How does electric power production use and consume water?

Cooling Technologies
Thermal electric generating facilities make electricity by converting water into high-pressure steam that drives turbines. Once water has gone through this cycle, it is cooled and condensed back to water and then reheated to drive the turbines again. The process of condensation requires a separate cooling water body to absorb the heat of the steam. These condenser systems typically consist of banks of thousands of one-inch diameter tubes, through which cooling water is run, and over which the hot steam and water is circulated.

Two cooling technologies are in use today:

  • Closed-cycle systems discharge heat through evaporation in cooling towers and recycle water within the power plant. The water required to do this is comparatively small since it is limited to the amount lost through the evaporative process. Because of the expense associated with closed-cycle cooling, once-through systems are far more common.

  • Once-through systems require the intake of a continual flow of cooling water. The water demand for the once-through system is 30 to 50 times that of a closed cycle system.

The amount of water used for power plant cooling also varies by each specific power plant's electricity generating technology and size. For example, nuclear reactors require the most water for cooling, and baseload fossil fuel power plants come in second. Steam electric generating plants across the nation draw in more than 200 billion gallons per day. Most renewable energy technologies require little or no water for cooling.

Hydropower Generation
To generate power, hydropower plants divert water from the river through turbines. Water is diverted from the river via an intake at the dam. At some hydropower plants, the turbines are located in the dam and thus the water is released again right below the dam. At other hydropower plants, the turbines are located in a powerhouse significantly downstream from the dam (in order to generate enough height difference, or "head," between where the water is diverted to where the power is generated). This means that the water can be diverted outside of the stream for some distances, sometimes several miles, before being released back in the river.

 

What do we mean by water use and consumption?

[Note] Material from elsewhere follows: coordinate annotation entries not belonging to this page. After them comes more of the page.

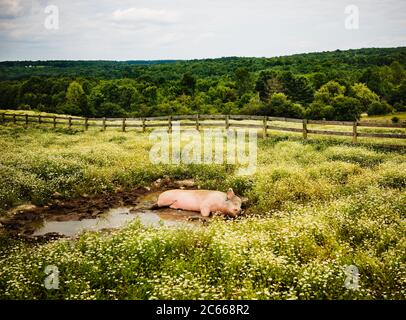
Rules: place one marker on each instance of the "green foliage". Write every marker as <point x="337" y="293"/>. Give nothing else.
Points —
<point x="313" y="209"/>
<point x="379" y="108"/>
<point x="228" y="85"/>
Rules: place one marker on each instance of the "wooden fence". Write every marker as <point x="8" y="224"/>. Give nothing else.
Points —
<point x="198" y="121"/>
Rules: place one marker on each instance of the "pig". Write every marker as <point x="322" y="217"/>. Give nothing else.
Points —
<point x="203" y="201"/>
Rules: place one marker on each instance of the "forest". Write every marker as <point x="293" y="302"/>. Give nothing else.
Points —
<point x="338" y="85"/>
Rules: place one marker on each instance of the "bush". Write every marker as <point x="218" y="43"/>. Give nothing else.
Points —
<point x="379" y="108"/>
<point x="395" y="120"/>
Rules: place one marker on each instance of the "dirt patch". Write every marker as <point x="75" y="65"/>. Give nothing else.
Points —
<point x="25" y="220"/>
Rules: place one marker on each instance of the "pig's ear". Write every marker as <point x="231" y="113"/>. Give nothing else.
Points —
<point x="230" y="194"/>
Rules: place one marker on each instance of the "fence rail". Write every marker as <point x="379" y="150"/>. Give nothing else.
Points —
<point x="198" y="121"/>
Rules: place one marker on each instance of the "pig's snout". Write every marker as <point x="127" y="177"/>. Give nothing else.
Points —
<point x="234" y="211"/>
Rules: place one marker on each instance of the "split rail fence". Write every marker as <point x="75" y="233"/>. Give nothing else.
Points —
<point x="263" y="123"/>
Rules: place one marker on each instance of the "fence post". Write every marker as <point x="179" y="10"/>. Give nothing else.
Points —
<point x="354" y="132"/>
<point x="264" y="126"/>
<point x="197" y="122"/>
<point x="305" y="129"/>
<point x="170" y="124"/>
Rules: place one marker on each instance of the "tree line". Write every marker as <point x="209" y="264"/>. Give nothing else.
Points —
<point x="339" y="85"/>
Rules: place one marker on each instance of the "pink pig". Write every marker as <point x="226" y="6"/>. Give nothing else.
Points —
<point x="204" y="201"/>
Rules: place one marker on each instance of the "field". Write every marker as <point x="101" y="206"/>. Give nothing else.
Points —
<point x="315" y="207"/>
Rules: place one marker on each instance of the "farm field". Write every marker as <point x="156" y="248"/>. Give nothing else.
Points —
<point x="314" y="208"/>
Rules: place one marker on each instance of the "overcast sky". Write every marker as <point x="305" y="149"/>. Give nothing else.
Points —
<point x="188" y="29"/>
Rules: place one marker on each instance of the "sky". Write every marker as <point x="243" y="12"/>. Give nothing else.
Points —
<point x="194" y="29"/>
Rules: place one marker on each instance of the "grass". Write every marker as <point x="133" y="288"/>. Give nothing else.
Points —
<point x="386" y="118"/>
<point x="315" y="207"/>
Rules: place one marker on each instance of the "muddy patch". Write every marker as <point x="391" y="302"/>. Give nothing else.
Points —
<point x="109" y="212"/>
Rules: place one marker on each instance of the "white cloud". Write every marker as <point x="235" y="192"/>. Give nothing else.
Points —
<point x="145" y="15"/>
<point x="12" y="8"/>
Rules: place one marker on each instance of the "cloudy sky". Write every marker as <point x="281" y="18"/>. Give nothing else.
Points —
<point x="187" y="29"/>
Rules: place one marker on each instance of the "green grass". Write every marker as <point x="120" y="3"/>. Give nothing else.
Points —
<point x="315" y="207"/>
<point x="386" y="118"/>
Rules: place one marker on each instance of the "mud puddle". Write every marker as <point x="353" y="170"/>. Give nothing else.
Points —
<point x="110" y="212"/>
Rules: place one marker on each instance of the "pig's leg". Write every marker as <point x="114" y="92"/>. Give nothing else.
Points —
<point x="205" y="211"/>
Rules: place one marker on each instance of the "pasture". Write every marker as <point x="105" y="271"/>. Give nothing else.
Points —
<point x="315" y="207"/>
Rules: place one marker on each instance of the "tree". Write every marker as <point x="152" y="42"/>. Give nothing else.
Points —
<point x="379" y="108"/>
<point x="267" y="84"/>
<point x="297" y="88"/>
<point x="317" y="110"/>
<point x="365" y="95"/>
<point x="188" y="84"/>
<point x="328" y="92"/>
<point x="279" y="105"/>
<point x="243" y="81"/>
<point x="76" y="96"/>
<point x="109" y="109"/>
<point x="346" y="108"/>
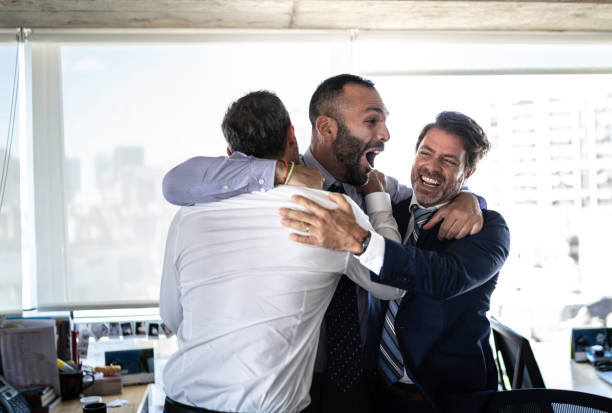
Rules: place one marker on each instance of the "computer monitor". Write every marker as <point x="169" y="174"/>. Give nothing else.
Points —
<point x="137" y="365"/>
<point x="515" y="358"/>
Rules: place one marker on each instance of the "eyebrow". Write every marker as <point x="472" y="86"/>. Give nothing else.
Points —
<point x="377" y="109"/>
<point x="428" y="148"/>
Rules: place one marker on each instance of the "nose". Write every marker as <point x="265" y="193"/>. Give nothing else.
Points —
<point x="384" y="135"/>
<point x="433" y="165"/>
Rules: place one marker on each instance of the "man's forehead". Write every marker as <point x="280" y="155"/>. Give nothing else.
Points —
<point x="441" y="140"/>
<point x="363" y="99"/>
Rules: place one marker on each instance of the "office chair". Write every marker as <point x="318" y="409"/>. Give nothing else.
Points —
<point x="519" y="363"/>
<point x="546" y="401"/>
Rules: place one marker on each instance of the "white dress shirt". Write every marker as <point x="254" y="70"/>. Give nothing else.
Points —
<point x="246" y="303"/>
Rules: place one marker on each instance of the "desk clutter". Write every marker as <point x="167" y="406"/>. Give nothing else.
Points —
<point x="40" y="360"/>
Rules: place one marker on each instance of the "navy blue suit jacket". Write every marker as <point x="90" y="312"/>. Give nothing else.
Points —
<point x="441" y="323"/>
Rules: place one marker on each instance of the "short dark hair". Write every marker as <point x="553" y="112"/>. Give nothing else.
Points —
<point x="324" y="99"/>
<point x="473" y="136"/>
<point x="256" y="124"/>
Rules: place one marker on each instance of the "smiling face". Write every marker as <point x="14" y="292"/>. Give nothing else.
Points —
<point x="439" y="169"/>
<point x="362" y="132"/>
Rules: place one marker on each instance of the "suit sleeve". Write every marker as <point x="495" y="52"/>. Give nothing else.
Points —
<point x="207" y="179"/>
<point x="460" y="266"/>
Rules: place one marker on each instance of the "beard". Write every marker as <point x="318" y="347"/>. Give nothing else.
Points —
<point x="428" y="196"/>
<point x="349" y="150"/>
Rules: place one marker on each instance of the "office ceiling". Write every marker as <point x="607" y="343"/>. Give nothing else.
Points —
<point x="524" y="15"/>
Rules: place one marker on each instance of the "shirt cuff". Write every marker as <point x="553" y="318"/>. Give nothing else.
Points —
<point x="378" y="201"/>
<point x="374" y="255"/>
<point x="262" y="171"/>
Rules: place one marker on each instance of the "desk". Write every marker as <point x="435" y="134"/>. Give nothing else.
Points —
<point x="560" y="372"/>
<point x="133" y="394"/>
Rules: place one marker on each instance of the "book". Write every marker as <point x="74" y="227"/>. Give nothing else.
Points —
<point x="49" y="407"/>
<point x="38" y="396"/>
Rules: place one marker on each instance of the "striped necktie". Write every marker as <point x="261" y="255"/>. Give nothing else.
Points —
<point x="343" y="332"/>
<point x="390" y="361"/>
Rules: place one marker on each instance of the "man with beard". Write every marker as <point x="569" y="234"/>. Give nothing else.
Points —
<point x="437" y="336"/>
<point x="246" y="305"/>
<point x="348" y="119"/>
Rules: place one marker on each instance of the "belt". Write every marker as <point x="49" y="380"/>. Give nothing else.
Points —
<point x="175" y="407"/>
<point x="404" y="390"/>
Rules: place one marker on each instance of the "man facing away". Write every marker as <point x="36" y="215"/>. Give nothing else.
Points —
<point x="348" y="119"/>
<point x="246" y="304"/>
<point x="437" y="335"/>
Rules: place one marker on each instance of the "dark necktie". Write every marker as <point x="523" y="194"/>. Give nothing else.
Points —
<point x="343" y="333"/>
<point x="390" y="361"/>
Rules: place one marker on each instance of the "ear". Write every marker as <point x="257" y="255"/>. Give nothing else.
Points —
<point x="327" y="127"/>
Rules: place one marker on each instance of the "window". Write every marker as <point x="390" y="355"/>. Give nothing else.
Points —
<point x="129" y="113"/>
<point x="113" y="112"/>
<point x="10" y="211"/>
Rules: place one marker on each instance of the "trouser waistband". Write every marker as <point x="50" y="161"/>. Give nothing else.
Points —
<point x="406" y="390"/>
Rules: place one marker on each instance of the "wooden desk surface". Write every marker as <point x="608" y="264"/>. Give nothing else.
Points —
<point x="560" y="372"/>
<point x="133" y="394"/>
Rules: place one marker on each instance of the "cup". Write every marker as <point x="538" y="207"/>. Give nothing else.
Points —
<point x="98" y="407"/>
<point x="71" y="384"/>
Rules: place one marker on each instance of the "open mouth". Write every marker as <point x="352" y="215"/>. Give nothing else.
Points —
<point x="371" y="155"/>
<point x="430" y="181"/>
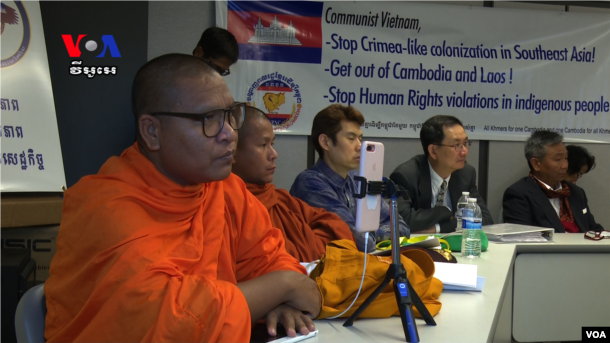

Most electric power plants require water to operate. Nuclear and fossil fuel power plants drink over 185 billion gallons of water per day. Geothermal power plants add another 2 billion or so gallons a day. Hydropower plants use water directly to generate power. These power plants represent the single largest consumer of water among any industrial, governmental or residential activity. Since 98 percent of the water used in power plants is returned to its source, distinctions are made between use and consumption.

Water use is a measure of the amount of water that is withdrawn from an adjacent water body (lakes, streams, rivers, estuaries, etc.), passes through various components of a power plant, and is then ultimately discharged back into the original water body. Environmental concerns surrounding water use center around any chemical or physical alteration of the water body and any impacts these changes may have on the plants, fish and animals who reside in the ecosystem.

Water consumption refers to water sucked up in power plant operations that is lost, typically through evaporation. The primary concerns surrounding water consumption is how best to utilize this essential resource, especially in areas, such as deserts in the West, where water is in short supply.


What are the consequences of water use and consumption?

Withdrawal of large volumes of surface water for either power plant cooling or hydropower generation can kill fish, larvae and other organisms trapped against intake structures (impinged), or swept up (entrained) in the flow through the different sections of a power plant.

Large fossil fuel and nuclear plants require incredible quantities of water for cooling and ongoing maintenance. The Salem Nuclear Generating Station alone takes 3 billion gallons a day from the Delaware Bay. Studies of the environmental consequences of this phenomenal water demand indicates that Salem is responsible for an annual 11 percent reduction in weakfish and 31 percent reduction in bay anchovy. At the Indian Point 2 and 3 reactors on the Hudson River, the number of fish impinged totaled over 1.5 million fish in 1987. The 90 power plants using once-through-cooling (see below) on the Great Lakes kill in excess of 40 million fish per year due to impingement (Pace University, Environmental Costs of Electricity, p. 287).

The use of water to generate power at hydropower facilities imposes unique, and by no means insignificant, ecological impacts. The diversion of water out of the river removes water for healthy in-stream ecosystems. Stretches below dams are often completely de-watered. Fluctuations in water flow from peaking operations create a "tidal effect," disrupting the downstream riparian community that supports its unique ecosystem. A dam's impoundment slows water flows, which hinders natural downstream migration of many fish species. By slowing river flows, dams also allow silt to collect on river and reservoir bottoms and bury fish spawning habitat. Silt trapped above dams accumulates heavy metals and other pollutants. Disrupting the natural flow of sediments in rivers also leads to erosion of riverbeds downstream of the dam and increases risks of floods.

The impoundment of water by hydropower facilities fundamentally reshapes the physical habitat from a riverine to an artificial pond community. This often eliminates native populations of fish and other wildlife. Dams also impede the upstream and downstream movement of fish and other wildlife, and prevent the flow of plants and nutrients. This impact is most significant on migratory fish, which are born in the river and must migrate downstream early in life to the ocean and then migrate upstream again to lay their eggs (or "spawn"). As mentioned above, withdrawal of water into turbines can also impinge or entrain significant numbers of fish.